The result of this setup
Overall, the event went great, except for a particular moment in the morning when one “batch” of people were nearing the end of their conferences and another “batch” joined.
This was our major issue of the day:
At that moment, the quality went bad, the main server was hit by 100% CPU usage and could not keep up. I was able to react fast and the solution was to shut-down the JVB container on the main server to lower load and let the extra JVBs handle video. Previous testing ensured that closing a JVB and automatically falling back on another one would only give a one second glitch on the user end. The quality went back to normal.
Upon further inspection, here are the causes
1 - EC2 Virtual Cores:
While Amazon AWS EC2 servers are great general usage servers, they are not that good at constant workloads. As soon as an EC2 instance reaches constant CPU usage levels over 40-50%, there is a runaway effect that make it slowly creep up to 100% and become unresponsive.
This seems to be due to the fact that these are virtual cores (shared with others) and have no Hyperthreading… This means that they take the instruction as they come and do not pre-fetch anything.
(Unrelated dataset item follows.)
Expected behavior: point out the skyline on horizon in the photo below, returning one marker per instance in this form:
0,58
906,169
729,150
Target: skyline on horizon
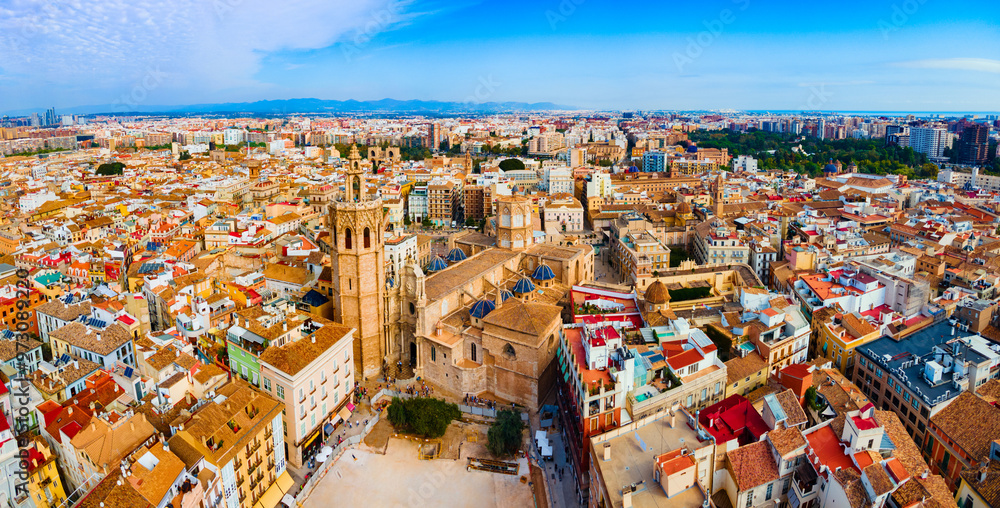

We are actually looking to go back to OVH for a dedicated server as this was giving us a lot more performance for a low monthly fee. Anyways, 4 Vcores are not enough for the XMPP, Jicofo, etc if you add the JVB to the same machine…The internet and internal network Bandwidth was more than sufficient.
1b - Extra JVBs not getting used:
I had to reset extra JVBs several times during the day because the main server seemed to have become unaware that it had them available to work with. The most I could get was load on 3 JVBs and the 2 others would not get anything, ever. Most times, the server would only use 2 and load one of them a lot more than the other… I am probably doing something wrong, but I can’t tell what!
Other minor issues
- The “speaker stat” window shows “0” all the time, no stat is ever updated. From what I could read, this affects only the docker version of Jitsi-meet… I have yet to sort this out!
- The youtube video share was unreliable. I could not confirm that problem on our side but many users have pointed it… We are still digging through data, but I suspect a browser / system issue… Some users were using MacOS and Catalina is a bit pile of trouble for webRTC. Some others were using Edge… Poor souls!
- I kept having errors related to Colibri… this will need further investigation. Something about ports.
- When in full screen, if you pull-out the chat window, the video frame moves away instead of resizing and does not return to it’s place … Window needs to be reset (resize, change view mode) to revert to normal. This was reported here: https://github.com/jitsi/jitsi-meet/issues/7889 and is reported as fixed on the main project, but does not seem to be fixed in the docker repo
Bandwidth estimations only works on one side (upload from what I understand)… That could be linked to the quality issue when using Simulcast… We need to dig deeper into this! (see image below)
Hope this can help someone! I will post my detailed setup and config files later this week, as soon I am finished “depersonalizing” them (removing sensitive server information)
@damencho, I am putting your name here if ever that can interest you… I don’t know who else in the dev team could be interested (I don’t even know who is in charge of the docker version nowadays!)